Toqueteando, el torpe español escuchó cómo la cabeza de la estatuilla crujía entre sus manos. “Ups”, sonó en su cabeza, mientras observaba la cabecita cerámica en su palma derecha. Su faceta arqueóloga le llamó hereje, pero la vertiente amorosa le dijo: esto es para Gemma.
Mientras tanto, el grito que ahogó Hadad asustó más a Rafa que el propio accidente. La linterna cayó al suelo, rebotó varias veces y, como consecuencia, dejó la estancia a oscuras. Hadad corría como un loco, Rafa lo intuía entre las sombras con las manos en la cabeza, y se apartó de su camino. El egipcio, completamente enajenado, chocó con el sarcófago, que se tambaleó varias veces. Parecía que se mantendría en pie, pero el suspense se rompió al rodar sobre su canto, iniciando un brusco descenso que encontró a Hadad en su camino.
Cuando un sarcófago de más de cien kilos se cierne sobre ti, es mejor que te dé tiempo a apartarte. No fue el caso de Haddad, que vio cómo la mole de piedra lo aplastaba sin piedad. El golpe fue sordo, y sumió la sala en un absoluto silencio momentáneo. Solamente el eco del puzle de sarcófago desperdigándose por la sala.

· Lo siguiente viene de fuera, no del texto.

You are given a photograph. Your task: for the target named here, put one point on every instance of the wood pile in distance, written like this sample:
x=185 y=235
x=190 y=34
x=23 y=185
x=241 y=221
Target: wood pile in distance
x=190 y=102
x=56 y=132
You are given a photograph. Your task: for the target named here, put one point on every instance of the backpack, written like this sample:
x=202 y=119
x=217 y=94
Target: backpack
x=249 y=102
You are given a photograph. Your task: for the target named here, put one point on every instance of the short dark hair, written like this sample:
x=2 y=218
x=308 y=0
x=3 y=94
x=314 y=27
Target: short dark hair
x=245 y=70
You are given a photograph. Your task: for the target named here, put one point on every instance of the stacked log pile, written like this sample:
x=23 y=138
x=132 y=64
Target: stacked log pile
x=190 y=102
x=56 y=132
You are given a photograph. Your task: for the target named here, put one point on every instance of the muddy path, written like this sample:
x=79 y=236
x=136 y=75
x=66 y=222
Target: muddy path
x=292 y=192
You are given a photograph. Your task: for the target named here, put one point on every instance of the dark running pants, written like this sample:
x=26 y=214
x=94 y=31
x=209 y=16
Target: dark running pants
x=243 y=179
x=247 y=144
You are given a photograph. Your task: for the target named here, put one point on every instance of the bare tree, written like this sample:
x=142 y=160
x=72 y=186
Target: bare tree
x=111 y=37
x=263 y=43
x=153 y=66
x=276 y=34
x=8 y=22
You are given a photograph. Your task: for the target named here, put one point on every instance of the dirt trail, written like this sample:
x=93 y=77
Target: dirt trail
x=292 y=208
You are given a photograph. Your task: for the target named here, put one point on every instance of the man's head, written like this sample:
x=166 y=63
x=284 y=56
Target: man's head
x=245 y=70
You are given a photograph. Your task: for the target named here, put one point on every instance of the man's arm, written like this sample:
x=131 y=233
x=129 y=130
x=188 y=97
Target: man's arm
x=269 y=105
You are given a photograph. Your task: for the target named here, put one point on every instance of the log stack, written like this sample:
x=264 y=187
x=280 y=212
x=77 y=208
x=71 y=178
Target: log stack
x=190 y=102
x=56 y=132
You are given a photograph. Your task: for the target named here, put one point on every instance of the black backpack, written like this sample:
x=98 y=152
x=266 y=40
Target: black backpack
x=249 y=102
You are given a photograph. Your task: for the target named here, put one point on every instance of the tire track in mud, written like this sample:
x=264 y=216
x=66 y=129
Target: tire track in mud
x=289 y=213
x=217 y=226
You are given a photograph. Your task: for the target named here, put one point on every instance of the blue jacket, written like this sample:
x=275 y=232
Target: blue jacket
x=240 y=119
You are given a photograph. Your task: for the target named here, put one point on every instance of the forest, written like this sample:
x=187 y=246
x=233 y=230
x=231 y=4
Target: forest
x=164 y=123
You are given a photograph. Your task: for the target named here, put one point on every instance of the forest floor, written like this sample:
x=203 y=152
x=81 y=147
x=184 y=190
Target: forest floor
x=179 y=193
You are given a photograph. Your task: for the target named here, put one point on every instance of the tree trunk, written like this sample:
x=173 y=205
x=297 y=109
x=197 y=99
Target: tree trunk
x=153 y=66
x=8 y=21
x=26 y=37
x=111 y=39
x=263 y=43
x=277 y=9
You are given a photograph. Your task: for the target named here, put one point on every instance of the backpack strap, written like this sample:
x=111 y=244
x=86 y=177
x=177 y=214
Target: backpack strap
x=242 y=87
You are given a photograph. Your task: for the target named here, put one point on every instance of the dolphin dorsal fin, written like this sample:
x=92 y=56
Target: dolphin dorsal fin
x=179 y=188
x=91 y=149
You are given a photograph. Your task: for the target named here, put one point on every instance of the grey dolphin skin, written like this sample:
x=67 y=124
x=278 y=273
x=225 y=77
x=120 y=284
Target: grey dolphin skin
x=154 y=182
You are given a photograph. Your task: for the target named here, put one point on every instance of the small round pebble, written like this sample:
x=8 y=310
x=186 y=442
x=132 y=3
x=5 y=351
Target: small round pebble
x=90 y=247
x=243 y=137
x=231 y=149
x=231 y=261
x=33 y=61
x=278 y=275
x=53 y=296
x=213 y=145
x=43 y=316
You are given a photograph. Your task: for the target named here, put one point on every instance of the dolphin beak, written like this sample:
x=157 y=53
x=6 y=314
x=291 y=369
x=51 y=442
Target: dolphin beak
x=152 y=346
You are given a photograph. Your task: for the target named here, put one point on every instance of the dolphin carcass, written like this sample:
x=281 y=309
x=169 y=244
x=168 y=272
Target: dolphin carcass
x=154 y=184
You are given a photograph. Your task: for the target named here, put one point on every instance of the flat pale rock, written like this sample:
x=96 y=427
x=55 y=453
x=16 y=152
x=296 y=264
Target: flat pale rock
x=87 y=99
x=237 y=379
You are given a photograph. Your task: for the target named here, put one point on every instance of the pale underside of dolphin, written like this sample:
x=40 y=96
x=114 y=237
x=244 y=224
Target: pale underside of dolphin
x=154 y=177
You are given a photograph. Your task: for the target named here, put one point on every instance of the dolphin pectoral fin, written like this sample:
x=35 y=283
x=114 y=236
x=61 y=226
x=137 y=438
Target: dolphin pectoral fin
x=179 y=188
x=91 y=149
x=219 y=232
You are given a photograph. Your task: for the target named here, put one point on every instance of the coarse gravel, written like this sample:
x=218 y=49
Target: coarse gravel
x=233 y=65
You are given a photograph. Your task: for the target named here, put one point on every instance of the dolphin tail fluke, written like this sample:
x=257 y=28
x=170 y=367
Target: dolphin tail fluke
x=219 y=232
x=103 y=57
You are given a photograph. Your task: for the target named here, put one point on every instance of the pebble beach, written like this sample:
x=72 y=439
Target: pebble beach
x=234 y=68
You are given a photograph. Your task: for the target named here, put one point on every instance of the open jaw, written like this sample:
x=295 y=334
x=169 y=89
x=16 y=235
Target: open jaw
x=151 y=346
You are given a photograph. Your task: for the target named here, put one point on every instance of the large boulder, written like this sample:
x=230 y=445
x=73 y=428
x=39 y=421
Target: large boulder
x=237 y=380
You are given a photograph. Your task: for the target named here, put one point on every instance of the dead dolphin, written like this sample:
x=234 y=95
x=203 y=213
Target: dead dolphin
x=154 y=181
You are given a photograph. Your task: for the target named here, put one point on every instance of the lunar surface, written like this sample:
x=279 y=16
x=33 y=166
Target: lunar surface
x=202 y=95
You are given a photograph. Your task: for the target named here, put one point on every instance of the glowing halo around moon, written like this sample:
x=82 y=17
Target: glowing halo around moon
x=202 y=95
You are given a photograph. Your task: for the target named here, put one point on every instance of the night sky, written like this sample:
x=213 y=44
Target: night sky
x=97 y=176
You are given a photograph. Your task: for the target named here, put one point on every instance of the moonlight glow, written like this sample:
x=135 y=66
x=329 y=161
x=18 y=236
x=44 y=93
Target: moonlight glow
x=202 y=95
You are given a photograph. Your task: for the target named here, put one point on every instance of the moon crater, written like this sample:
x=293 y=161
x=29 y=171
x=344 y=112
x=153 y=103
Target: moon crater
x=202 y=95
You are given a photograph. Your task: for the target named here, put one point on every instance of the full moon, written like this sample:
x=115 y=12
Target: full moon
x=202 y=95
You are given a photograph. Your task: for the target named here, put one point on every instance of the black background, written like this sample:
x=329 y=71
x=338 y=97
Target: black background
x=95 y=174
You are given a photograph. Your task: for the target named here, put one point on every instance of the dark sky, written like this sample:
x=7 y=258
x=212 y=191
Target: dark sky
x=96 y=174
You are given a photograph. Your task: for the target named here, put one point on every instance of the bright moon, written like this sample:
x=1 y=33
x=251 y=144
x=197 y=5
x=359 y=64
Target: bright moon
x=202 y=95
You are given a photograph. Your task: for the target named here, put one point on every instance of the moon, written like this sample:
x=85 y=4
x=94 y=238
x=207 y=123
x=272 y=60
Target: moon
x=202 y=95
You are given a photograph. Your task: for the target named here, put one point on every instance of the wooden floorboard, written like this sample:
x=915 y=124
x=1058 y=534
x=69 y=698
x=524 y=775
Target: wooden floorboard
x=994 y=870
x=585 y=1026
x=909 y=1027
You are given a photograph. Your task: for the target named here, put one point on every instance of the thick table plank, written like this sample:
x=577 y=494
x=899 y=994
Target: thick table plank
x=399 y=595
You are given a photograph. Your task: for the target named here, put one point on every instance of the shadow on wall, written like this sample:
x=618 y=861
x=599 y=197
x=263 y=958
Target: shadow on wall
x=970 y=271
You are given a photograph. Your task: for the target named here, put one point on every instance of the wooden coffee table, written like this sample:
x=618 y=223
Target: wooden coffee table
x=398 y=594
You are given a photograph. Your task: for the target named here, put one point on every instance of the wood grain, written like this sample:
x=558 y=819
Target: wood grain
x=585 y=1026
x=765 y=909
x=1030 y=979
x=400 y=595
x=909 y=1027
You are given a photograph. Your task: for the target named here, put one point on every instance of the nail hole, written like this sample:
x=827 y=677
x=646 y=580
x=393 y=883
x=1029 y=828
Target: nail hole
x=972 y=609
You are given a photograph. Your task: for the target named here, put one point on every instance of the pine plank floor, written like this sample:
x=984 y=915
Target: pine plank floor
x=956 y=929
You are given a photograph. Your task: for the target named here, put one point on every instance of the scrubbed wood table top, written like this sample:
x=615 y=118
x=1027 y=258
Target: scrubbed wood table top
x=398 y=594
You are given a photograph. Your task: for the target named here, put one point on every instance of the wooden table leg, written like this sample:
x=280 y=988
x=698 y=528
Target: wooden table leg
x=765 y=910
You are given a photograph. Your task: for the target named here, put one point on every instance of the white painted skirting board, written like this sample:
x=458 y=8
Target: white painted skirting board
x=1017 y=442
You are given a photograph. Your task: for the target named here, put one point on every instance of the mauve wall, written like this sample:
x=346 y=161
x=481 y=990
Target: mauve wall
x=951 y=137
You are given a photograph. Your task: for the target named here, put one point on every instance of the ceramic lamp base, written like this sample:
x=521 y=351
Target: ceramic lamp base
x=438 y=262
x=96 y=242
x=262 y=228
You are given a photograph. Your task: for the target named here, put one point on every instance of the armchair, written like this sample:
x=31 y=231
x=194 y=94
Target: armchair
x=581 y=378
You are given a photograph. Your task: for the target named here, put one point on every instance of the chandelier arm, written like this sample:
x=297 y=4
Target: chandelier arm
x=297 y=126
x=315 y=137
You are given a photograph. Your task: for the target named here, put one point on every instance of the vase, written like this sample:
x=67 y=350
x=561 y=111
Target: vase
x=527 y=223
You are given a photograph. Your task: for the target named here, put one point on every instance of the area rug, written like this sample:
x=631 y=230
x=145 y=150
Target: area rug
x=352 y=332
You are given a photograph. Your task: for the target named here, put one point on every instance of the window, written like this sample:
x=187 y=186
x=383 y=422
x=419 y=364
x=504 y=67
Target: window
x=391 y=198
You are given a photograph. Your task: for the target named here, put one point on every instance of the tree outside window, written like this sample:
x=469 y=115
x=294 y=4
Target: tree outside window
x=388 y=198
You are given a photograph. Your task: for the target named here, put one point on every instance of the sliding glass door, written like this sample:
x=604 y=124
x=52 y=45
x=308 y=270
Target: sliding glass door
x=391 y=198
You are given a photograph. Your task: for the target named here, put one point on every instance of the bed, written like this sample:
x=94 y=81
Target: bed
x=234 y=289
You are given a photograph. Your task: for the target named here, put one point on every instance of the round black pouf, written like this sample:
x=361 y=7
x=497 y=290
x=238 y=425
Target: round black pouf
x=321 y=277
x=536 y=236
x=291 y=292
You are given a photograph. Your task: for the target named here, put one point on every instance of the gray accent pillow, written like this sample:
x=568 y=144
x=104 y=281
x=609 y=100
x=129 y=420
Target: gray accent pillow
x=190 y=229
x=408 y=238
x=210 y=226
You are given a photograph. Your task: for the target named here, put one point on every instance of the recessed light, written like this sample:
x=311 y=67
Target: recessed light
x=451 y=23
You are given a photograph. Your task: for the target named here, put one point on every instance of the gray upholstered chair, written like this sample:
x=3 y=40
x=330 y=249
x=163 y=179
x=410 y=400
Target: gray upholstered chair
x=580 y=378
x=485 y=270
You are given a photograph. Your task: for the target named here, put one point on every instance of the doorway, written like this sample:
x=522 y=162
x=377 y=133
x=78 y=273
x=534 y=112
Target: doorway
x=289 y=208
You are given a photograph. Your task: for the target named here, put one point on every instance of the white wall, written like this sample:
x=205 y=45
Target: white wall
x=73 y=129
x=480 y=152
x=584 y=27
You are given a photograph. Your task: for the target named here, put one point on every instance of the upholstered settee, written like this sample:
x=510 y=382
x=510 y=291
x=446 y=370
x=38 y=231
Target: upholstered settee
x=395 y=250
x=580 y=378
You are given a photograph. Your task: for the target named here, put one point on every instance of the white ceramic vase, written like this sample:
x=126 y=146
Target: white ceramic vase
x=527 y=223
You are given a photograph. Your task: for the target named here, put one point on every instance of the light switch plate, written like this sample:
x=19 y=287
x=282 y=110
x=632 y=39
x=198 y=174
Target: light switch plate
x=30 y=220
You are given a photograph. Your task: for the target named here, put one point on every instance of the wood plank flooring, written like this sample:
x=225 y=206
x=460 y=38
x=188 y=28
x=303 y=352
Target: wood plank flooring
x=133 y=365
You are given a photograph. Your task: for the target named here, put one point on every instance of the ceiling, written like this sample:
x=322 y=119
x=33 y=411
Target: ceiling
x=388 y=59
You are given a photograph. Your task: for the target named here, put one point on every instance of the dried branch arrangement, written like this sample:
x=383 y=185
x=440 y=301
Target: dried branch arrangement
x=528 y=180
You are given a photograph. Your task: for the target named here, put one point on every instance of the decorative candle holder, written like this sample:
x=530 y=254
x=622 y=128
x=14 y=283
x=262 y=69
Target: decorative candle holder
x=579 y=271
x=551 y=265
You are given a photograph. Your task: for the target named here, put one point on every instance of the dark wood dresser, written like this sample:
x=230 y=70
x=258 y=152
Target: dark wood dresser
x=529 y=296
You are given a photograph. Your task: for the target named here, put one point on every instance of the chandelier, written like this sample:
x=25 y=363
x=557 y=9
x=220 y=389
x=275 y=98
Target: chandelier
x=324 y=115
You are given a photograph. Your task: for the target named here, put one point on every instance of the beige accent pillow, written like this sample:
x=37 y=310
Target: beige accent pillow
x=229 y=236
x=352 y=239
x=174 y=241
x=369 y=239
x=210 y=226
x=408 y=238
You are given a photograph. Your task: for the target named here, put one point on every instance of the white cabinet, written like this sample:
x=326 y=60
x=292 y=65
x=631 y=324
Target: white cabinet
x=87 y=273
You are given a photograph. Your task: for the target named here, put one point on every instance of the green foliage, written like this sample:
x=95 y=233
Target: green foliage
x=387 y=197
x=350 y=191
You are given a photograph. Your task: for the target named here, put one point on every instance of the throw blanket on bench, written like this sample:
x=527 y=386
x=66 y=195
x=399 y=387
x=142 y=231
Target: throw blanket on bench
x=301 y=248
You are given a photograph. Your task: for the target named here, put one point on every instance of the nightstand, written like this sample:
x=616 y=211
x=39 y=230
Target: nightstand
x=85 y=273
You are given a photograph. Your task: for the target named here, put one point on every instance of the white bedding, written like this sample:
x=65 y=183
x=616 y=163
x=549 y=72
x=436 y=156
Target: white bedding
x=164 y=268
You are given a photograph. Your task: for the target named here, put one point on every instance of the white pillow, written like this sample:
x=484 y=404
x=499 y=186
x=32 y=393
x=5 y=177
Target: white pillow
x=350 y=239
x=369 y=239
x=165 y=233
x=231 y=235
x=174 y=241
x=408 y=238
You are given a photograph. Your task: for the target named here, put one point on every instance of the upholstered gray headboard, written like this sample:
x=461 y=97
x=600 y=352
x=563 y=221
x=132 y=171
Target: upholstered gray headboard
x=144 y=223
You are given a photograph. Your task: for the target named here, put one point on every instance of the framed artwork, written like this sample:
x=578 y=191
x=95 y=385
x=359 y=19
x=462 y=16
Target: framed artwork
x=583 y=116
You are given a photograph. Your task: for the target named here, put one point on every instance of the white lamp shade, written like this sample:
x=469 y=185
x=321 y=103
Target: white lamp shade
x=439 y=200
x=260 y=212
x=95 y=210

Hadad comenzó a gimotear, pero la postura inverosímil en la que se encontraba su cuerpo no auguraba opciones de salir con vida de la pirámide.
El rostro de Rafa era un compuesto de sensaciones contradictorias: el éxtasis por el descubrimiento arqueológico todavía quería hacerse notar, pero era el pánico por la tragedia de Hadad quien había tomado el mando. Sintió un temblor bajo sus pies, como si la esfinge de Guiza se hubiera puesto en pie para ajustar cuentas con él.
Dio un paso hacia donde esperaba que estuviese la salida.
Otro temblor, más intenso, más duradero.
Otro paso hacia la salvación.
El tercer temblor fue de tal contundencia que Rafa supo que debía detenerse. Pensó que si devolvía la pequeña cabeza del Ushebti, quizás la esfinge le perdonase. Retrocedió un par de pasos, pero el sarcófago hecho añicos y un nuevo temblor estremecedor le confirmaron que ya no había nada que pudiese hacer para enmendar su intromisión.
Entre seísmos, una voz sobrecogedora, venida del mismísimo infierno, le acusaba. No tenía idea de qué palabras del Antiguo Egipto pronunciaba ni de cuál era su significado, pero el tono era de condena absoluta.
La voz de Hadad todavía consiguió abrirse paso a duras penas, en forma de hilillo, pero Rafa no fue capaz de escucharle.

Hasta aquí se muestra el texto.